Year-on-year growth in Qatar’s non-hydrocarbon GDP reached 7.8% in 2015, driven by the large investment spending programme. The building and construction sector was the direct beneficiary of this programme, contributing an estimated 2.2 percentage points (pps) to non-hydrocarbon GDP growth. The rapid population growth from the influx of expatriate workers generated strong demand for services such as finance, insurance and real estate; trade, restaurants and hotels; and government services. Indeed, services were the largest contributor to non-hydrocarbon GDP growth, adding an estimated 5.0pps. Manufacturing was also one of the main growth sectors with a contribution of 0.7pps, reflecting Qatar’s movement up the hydrocarbon value chain towards refined petroleum products and petrochemicals.

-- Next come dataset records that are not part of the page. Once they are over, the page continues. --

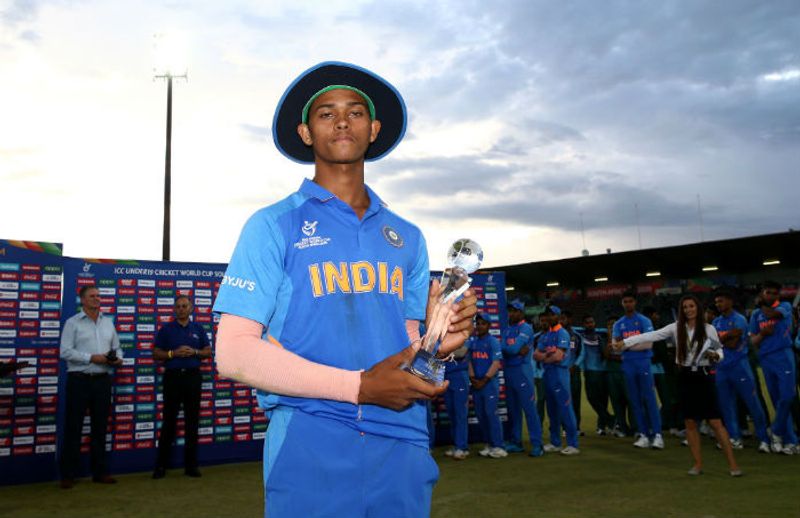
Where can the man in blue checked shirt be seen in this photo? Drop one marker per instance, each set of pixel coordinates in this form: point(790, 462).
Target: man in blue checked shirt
point(517, 348)
point(770, 331)
point(320, 310)
point(553, 350)
point(734, 376)
point(484, 362)
point(638, 376)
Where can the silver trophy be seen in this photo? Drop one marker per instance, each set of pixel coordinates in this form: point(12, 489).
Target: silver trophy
point(464, 257)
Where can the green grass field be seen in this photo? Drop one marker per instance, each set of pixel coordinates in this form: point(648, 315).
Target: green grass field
point(609, 478)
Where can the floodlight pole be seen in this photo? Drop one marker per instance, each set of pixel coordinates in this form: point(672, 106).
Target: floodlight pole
point(167, 175)
point(168, 167)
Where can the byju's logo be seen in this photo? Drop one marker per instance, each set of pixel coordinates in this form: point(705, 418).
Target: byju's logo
point(309, 228)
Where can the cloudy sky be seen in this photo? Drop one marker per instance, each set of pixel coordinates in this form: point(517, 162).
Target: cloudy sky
point(525, 118)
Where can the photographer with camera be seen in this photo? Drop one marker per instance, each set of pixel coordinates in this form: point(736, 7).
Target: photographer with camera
point(90, 346)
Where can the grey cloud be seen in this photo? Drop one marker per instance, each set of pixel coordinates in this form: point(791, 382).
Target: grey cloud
point(256, 132)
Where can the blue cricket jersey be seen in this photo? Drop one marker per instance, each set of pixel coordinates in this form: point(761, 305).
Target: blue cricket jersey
point(632, 326)
point(557, 337)
point(173, 335)
point(483, 351)
point(725, 325)
point(515, 337)
point(335, 290)
point(593, 344)
point(781, 338)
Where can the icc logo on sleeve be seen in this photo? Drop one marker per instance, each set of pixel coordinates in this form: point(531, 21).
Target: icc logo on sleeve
point(392, 237)
point(309, 228)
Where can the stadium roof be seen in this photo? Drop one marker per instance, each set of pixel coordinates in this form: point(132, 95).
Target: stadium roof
point(730, 257)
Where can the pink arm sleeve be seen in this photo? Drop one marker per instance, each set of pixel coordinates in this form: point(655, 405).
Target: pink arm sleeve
point(242, 355)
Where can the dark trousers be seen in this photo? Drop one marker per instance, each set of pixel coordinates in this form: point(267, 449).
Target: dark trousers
point(575, 386)
point(617, 393)
point(181, 387)
point(597, 394)
point(94, 393)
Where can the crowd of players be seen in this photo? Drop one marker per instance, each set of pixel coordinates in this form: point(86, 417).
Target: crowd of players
point(542, 362)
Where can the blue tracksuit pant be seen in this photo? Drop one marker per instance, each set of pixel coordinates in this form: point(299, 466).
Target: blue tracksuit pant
point(558, 398)
point(521, 397)
point(642, 395)
point(779, 373)
point(485, 401)
point(315, 466)
point(456, 400)
point(738, 380)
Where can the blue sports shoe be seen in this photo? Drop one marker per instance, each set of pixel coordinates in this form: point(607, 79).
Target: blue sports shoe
point(511, 447)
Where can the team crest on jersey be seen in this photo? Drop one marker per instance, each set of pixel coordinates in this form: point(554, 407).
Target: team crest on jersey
point(392, 237)
point(309, 228)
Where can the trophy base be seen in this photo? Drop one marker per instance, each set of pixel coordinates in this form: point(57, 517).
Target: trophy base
point(428, 367)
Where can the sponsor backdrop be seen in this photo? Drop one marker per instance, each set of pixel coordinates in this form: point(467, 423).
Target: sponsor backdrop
point(30, 312)
point(491, 291)
point(139, 296)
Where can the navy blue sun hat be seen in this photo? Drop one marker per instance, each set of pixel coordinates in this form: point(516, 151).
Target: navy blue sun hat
point(385, 104)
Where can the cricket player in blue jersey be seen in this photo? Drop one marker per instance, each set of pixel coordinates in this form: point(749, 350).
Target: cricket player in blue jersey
point(456, 400)
point(322, 297)
point(484, 362)
point(595, 374)
point(553, 350)
point(639, 376)
point(518, 372)
point(770, 332)
point(734, 376)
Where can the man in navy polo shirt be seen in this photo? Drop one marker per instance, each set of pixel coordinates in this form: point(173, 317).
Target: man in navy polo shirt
point(320, 310)
point(181, 345)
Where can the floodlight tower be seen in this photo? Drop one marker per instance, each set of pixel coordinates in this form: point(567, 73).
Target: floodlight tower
point(170, 63)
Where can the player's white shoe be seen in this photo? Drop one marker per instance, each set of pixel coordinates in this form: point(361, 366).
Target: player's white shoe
point(658, 442)
point(777, 444)
point(497, 453)
point(460, 454)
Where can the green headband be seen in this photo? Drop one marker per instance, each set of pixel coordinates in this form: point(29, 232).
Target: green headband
point(370, 105)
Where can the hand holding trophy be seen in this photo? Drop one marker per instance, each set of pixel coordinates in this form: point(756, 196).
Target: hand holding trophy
point(464, 257)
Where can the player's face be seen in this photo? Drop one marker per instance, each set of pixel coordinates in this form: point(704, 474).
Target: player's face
point(689, 309)
point(629, 304)
point(481, 327)
point(91, 299)
point(339, 128)
point(769, 296)
point(183, 308)
point(724, 304)
point(589, 324)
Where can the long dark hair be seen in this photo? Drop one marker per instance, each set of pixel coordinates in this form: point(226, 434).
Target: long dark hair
point(699, 336)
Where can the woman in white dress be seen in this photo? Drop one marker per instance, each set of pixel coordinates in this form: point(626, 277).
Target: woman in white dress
point(698, 350)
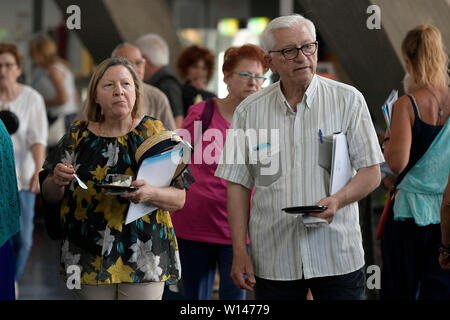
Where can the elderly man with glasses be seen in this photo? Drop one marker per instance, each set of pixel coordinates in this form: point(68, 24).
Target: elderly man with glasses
point(288, 254)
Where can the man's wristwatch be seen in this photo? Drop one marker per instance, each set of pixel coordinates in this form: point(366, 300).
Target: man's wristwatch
point(444, 250)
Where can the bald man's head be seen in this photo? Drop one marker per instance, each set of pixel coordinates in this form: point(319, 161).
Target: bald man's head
point(132, 54)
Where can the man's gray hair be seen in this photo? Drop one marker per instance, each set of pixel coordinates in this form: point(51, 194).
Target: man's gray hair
point(155, 48)
point(290, 21)
point(121, 45)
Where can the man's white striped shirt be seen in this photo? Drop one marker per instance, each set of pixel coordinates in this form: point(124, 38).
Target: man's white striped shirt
point(281, 247)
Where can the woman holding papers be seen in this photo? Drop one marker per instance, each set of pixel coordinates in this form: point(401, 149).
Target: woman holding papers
point(111, 259)
point(418, 150)
point(201, 226)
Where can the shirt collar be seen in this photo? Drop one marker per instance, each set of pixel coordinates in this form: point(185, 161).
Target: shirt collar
point(308, 97)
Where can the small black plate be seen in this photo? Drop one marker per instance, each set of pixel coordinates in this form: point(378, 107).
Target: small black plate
point(121, 189)
point(305, 209)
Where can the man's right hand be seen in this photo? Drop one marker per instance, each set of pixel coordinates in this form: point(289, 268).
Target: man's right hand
point(242, 272)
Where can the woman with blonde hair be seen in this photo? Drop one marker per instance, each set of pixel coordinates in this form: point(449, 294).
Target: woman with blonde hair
point(116, 260)
point(55, 81)
point(418, 149)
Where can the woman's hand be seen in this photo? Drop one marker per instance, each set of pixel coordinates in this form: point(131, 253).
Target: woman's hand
point(63, 174)
point(34, 183)
point(169, 198)
point(145, 193)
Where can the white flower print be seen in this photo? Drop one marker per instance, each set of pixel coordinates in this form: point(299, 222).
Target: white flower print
point(106, 241)
point(145, 260)
point(67, 257)
point(112, 154)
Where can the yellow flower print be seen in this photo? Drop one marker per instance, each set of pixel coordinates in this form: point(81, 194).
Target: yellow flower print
point(163, 217)
point(89, 278)
point(159, 127)
point(120, 272)
point(100, 173)
point(113, 211)
point(97, 263)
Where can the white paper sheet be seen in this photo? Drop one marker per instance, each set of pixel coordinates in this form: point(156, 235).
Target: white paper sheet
point(341, 168)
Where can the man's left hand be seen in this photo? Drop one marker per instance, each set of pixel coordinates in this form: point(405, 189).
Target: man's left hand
point(333, 205)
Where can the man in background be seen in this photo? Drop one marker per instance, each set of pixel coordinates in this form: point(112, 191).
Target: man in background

At the same time, Qatar’s hydrocarbon production fell slightly by 0.2% in 2015 compared to a year earlier. The decline mainly reflected lower crude oil production as natural gas output remained flat due to the moratorium on new gas projects at the North Field. The overall robust growth performance was achieved against a background of low oil prices, which declined sharply from an average of USD99.5/barrel (/b) in 2014 to USD53.6/b in 2015. The dramatic decline was mainly due to large additional supply from the US as well as OPEC. Even though demand growth hit a five-year high in 2015, this was still exceeded by the new supply. As a result, the oil market was over-supplied by around 1.8m barrels per day in 2015. And the price of oil was more than 50% lower than its level prior to mid-2014.

The oil price shock has not resulted in sharp declines in public spending, which would have hurt growth, particularly in the non-hydrocarbon sector. Instead, the government is absorbing this shock on its fiscal balance. As a result of lower hydrocarbon revenue and continued capital spending, the fiscal balance should turn into a deficit of 5.4% of GDP in 2016 from a surplus of 3.7% in 2015. However, the significant savings made during the last oil boom and low public debt ratios have allowed the government to access international capital markets to finance the projected deficit with ease through debt issuance. Qatar secured a USD5.5bn syndicated loan in January 2016 and then sold USD9.0bn of bonds in May—the largest ever bond issuance from a Middle East government.  

Going forward, we forecast real GDP to grow by 3.3% in 2016, 3.9% in 2017 and 4.2% in 2018. The ramp up in investment spending, which is expected to peak towards the end of the decade, should continue to drive growth in the non-hydrocarbon sector. Furthermore, additional gas and condensates production from Barzan (a USD10.3bn gas production project to meet the rising domestic demand) is expected to lift hydrocarbon growth, notwithstanding the projected decline in crude oil production.